The organizers of Caribana have been ordered by a court to stop using the name of the 43-year-old Caribbean festival, officials say.
“I am very disappointed by what has happened,” said Councillor Joe Mihevc,
who acts as a liaison between the city and festival.
Mihevc said a group called the Caribbean Arts Group (CAG) went to divisional court and last week took control of the name “Caribana” from the Festival
Management Committee, which has staged the annual festival since the city cut
its funding in 2006.
He said a new name for the festival will be released next week.
“We have worked so hard to grow and nurture the festival over the years,”
Mihevc said on Monday. “We are looking at a number of names for the festival.”

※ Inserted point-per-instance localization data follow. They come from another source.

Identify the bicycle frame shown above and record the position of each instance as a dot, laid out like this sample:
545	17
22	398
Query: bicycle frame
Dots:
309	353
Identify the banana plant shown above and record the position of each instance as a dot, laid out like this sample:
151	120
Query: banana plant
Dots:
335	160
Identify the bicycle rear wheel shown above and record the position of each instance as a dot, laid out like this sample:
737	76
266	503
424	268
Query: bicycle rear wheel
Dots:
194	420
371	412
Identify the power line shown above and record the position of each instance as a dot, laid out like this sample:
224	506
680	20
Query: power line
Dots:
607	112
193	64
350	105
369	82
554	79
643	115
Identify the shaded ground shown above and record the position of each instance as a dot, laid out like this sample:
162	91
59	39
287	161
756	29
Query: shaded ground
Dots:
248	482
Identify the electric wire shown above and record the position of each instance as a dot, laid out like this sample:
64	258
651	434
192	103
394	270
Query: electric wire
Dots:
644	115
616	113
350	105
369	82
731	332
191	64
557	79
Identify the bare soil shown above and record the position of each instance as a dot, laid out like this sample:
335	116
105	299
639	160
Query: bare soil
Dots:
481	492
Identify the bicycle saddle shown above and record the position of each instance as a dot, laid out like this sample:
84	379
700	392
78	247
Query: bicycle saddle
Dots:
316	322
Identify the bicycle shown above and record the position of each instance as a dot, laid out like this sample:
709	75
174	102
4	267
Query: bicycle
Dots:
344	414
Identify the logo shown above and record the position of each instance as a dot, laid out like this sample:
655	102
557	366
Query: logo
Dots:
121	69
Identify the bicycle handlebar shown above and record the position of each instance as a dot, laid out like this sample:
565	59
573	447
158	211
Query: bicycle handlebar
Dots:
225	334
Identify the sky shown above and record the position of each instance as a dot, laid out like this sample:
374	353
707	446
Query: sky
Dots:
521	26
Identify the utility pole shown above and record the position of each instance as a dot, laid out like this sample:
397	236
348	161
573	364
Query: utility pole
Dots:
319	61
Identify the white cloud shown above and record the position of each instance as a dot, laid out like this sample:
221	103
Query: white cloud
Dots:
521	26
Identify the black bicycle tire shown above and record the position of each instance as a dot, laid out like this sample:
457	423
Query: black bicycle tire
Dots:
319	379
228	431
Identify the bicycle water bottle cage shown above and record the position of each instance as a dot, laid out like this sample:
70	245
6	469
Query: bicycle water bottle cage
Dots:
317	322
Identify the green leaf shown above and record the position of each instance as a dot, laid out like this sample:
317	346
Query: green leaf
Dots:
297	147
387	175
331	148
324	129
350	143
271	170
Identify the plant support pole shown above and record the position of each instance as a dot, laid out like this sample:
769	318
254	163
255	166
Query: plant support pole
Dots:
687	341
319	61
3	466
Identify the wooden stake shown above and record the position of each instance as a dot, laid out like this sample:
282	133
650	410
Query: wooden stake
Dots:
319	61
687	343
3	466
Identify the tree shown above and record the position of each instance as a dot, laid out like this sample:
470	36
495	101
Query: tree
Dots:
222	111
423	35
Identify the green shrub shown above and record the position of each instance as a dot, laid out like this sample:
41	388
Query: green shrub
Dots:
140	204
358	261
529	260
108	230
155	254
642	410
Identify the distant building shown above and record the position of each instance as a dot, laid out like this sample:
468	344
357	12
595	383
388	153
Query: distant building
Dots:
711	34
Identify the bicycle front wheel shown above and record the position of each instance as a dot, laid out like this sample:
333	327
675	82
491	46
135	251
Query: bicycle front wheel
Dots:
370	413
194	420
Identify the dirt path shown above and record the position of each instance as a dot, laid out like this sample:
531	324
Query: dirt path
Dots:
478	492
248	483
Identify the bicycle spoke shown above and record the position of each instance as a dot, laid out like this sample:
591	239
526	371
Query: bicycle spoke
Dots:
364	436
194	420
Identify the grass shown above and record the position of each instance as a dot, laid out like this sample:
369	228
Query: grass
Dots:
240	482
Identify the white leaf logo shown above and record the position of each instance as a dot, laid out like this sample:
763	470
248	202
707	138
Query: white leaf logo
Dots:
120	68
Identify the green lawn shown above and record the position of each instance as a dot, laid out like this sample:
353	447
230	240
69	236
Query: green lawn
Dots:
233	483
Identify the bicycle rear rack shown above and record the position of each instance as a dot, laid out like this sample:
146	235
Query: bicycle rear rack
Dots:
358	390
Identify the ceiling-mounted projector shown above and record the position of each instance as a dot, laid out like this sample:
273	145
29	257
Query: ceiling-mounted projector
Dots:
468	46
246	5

He will this week call for the city to pay about $100,000 for the rental of Lamport Stadium for festival events and for the staffing and cleanup of Budapest Park on the day of the parade on July 29.
City councillors will have final say on the issue. The city already dished out about $500,000 to help the festival which attracts about 1 million revellers.

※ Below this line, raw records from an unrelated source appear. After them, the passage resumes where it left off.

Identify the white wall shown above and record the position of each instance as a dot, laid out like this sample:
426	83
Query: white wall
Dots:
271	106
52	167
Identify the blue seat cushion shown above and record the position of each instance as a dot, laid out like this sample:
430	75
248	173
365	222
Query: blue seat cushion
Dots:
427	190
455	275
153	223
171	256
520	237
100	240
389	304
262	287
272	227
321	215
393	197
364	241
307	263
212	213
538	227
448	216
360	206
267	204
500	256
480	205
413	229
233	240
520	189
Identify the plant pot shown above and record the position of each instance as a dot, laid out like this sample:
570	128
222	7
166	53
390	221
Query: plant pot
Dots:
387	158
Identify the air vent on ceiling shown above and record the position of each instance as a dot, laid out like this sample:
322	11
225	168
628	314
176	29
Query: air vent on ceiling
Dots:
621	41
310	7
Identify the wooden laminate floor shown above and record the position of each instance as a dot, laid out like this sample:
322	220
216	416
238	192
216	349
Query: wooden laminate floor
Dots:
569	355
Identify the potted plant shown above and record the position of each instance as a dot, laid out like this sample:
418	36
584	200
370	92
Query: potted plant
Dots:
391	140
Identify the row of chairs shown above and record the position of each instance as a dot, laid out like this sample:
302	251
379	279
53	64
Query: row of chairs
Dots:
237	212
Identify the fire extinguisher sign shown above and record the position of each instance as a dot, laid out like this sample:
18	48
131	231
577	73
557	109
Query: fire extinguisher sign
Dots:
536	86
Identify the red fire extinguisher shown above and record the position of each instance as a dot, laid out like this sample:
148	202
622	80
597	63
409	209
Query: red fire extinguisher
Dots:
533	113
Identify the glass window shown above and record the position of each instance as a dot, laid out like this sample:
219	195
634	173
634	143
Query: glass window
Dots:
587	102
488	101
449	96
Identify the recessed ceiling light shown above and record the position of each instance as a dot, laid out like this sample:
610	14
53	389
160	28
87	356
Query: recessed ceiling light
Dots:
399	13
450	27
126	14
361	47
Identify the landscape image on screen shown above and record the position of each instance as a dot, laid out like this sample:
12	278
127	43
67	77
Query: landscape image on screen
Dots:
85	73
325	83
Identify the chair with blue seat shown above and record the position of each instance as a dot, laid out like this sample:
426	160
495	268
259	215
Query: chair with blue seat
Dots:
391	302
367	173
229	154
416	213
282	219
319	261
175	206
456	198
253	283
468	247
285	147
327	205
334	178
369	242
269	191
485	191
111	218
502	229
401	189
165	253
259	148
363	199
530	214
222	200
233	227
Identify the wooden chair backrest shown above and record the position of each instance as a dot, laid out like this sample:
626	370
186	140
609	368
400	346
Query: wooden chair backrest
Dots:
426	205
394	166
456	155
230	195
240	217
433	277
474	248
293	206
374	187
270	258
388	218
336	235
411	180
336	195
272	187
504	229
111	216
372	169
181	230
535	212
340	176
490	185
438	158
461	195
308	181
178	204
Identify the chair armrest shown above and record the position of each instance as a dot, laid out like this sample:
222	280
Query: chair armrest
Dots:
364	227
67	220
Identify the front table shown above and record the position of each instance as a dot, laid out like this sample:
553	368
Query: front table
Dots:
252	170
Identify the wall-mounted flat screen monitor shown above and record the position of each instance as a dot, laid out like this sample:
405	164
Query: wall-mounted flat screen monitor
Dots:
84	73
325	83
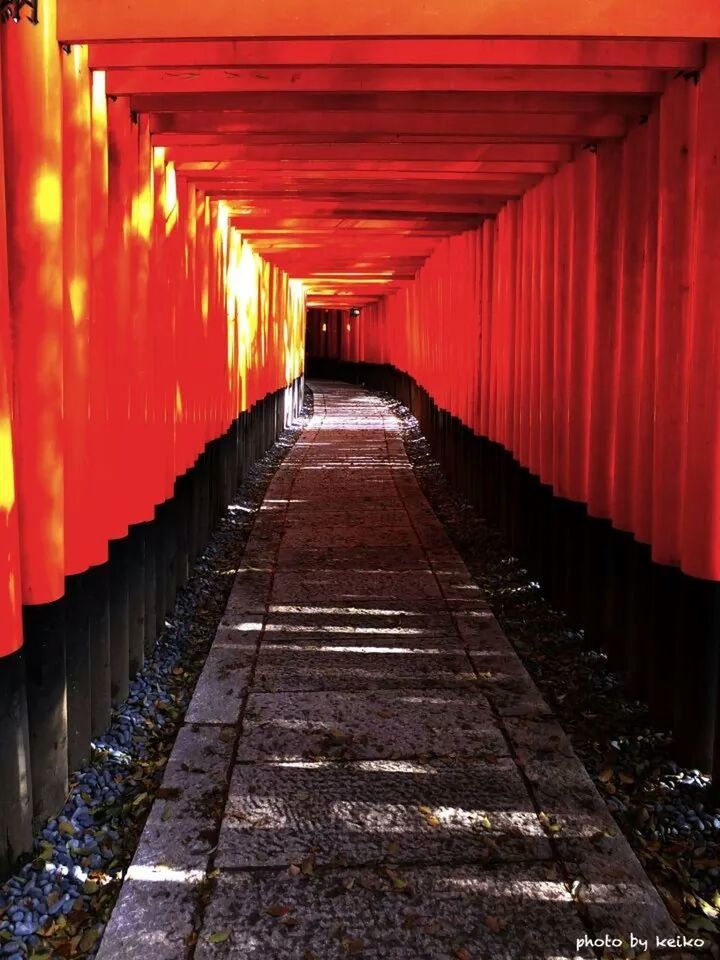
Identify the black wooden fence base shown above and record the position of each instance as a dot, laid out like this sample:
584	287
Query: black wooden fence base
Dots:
81	652
659	627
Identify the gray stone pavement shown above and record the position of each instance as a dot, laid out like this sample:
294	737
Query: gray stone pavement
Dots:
366	768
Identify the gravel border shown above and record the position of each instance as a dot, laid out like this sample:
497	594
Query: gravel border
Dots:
58	902
668	813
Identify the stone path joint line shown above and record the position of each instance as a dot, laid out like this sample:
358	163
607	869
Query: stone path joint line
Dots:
366	767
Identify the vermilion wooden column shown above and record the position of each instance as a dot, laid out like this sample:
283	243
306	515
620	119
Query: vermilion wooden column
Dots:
677	145
15	785
33	157
79	525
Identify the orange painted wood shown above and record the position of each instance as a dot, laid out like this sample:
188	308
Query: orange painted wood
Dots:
33	169
362	79
677	146
188	147
99	436
388	101
84	20
80	540
337	124
700	511
11	635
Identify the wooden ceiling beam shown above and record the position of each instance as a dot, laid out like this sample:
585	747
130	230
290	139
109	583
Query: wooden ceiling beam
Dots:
338	125
425	102
185	148
341	79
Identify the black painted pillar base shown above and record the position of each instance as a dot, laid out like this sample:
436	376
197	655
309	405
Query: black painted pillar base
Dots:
119	620
136	599
15	782
79	678
44	648
97	594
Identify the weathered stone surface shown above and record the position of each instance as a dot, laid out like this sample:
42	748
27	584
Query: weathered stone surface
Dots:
339	557
152	919
348	586
339	666
400	789
224	679
379	811
369	725
514	912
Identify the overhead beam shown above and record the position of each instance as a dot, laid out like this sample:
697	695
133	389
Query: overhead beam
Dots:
431	52
424	101
121	82
192	147
337	124
86	20
362	169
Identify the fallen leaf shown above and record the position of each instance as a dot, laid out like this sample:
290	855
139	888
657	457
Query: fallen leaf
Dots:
354	946
88	940
278	910
495	924
219	936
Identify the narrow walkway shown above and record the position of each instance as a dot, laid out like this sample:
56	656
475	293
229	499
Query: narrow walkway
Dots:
366	768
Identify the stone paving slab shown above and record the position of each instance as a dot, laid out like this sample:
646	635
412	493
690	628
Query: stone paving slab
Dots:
225	678
513	912
373	724
294	667
394	812
367	769
341	558
348	586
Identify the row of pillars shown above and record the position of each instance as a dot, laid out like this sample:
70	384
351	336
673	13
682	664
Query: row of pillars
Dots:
658	626
81	652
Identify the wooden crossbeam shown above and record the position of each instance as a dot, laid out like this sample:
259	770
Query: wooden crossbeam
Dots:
86	20
190	56
341	79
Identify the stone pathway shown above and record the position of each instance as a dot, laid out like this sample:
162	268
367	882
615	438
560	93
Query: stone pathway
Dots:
366	768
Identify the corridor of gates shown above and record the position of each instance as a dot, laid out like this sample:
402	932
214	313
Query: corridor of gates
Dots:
359	479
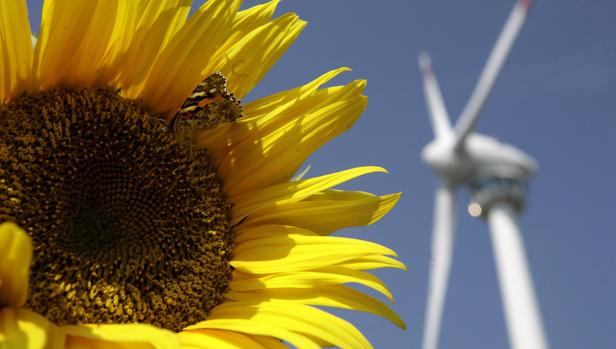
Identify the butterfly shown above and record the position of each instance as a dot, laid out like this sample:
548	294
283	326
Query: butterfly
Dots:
209	105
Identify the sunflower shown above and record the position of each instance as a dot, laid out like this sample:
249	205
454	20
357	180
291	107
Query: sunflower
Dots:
144	204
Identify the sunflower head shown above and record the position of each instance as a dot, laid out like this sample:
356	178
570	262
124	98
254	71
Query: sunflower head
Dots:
158	208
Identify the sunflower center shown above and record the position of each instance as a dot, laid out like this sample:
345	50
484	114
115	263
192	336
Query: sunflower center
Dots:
128	224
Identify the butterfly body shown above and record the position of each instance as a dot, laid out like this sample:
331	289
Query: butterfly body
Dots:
209	105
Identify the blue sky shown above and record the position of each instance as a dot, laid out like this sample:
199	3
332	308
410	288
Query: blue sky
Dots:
554	100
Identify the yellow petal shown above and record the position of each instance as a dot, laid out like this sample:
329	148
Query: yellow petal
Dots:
373	262
120	336
334	275
217	339
182	63
328	211
245	22
298	318
263	114
331	296
15	257
246	62
24	329
263	231
250	326
159	21
280	254
15	48
73	40
273	155
290	192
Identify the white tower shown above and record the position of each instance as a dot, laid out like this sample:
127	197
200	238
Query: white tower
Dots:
496	173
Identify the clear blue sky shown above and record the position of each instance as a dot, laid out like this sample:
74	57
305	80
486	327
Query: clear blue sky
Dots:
555	100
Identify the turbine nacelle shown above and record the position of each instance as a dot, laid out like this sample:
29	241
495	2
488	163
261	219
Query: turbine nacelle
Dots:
480	156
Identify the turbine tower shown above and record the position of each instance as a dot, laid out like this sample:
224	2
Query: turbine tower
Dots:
496	174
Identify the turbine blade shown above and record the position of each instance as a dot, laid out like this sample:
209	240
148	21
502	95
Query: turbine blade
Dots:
436	107
442	253
491	70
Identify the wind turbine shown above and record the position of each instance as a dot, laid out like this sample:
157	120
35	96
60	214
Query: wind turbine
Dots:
497	174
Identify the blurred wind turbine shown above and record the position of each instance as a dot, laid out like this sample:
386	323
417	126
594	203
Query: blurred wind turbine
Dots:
496	173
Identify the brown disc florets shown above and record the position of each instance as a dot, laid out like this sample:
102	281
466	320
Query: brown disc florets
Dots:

Caribana officials said the two groups have been fighting for control of the
parade for about five years. CAG officials have installed board members
Leslie Forbes and Henry Gomez, who refused to return phone calls on Monday.

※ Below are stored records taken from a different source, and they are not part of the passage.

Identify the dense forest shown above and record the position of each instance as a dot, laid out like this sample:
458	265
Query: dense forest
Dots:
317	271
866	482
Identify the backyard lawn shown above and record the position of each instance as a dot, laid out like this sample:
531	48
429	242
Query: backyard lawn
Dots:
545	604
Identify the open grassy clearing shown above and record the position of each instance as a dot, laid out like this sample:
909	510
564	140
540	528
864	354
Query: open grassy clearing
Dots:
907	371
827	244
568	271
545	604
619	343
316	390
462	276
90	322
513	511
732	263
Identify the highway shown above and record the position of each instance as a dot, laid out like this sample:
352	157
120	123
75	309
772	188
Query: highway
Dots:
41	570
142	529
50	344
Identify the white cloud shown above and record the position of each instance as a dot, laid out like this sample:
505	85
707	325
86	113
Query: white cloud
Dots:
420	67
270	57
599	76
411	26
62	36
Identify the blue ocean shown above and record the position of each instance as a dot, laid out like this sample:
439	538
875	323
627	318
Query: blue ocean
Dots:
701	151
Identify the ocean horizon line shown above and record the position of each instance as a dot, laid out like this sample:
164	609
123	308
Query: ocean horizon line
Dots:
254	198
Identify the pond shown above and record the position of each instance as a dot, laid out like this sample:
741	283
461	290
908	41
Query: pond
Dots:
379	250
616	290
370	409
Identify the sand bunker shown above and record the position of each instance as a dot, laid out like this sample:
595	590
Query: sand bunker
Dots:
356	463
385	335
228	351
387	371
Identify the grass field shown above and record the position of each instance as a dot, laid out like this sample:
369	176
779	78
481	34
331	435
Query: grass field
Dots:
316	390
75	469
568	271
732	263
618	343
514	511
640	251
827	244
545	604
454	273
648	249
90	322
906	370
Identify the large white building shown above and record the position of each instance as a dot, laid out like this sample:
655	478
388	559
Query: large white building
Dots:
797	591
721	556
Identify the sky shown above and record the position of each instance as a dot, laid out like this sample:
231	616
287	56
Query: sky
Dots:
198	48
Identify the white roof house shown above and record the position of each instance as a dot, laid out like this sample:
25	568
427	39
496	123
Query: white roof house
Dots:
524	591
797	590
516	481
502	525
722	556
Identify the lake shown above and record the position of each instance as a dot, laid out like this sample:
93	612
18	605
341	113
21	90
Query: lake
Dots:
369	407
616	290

One prominent Caribana band leader, who didn’t want his name used, said a name change will confuse people.
“The show will continue but we will have to see how many people show up,”
the bandleader said. “People from all over know the festival as Caribana and
that will not change.”
Festival spokesman Stephen Weir said the trademark issue has been simmering for years.
“This won’t stop the parade at all,” Weir insisted “We have to get a new name and the parade will be bigger and better than before.”
He said organizers and mass players have to create a new name and logo for the parade this year.
Major festival sponsor Scotiabank plans to stick with the event.
“Scotiabank is still title sponsor of the festival and there are no plans to withdraw our sponsorship,” said spokesman Livy Feldgajer.
A 2009 Ipsos Reid Economic Impact Study by Scotiabank found that the festival generates $438 million yearly with over $313 million going into the economy of Toronto and surrounding area.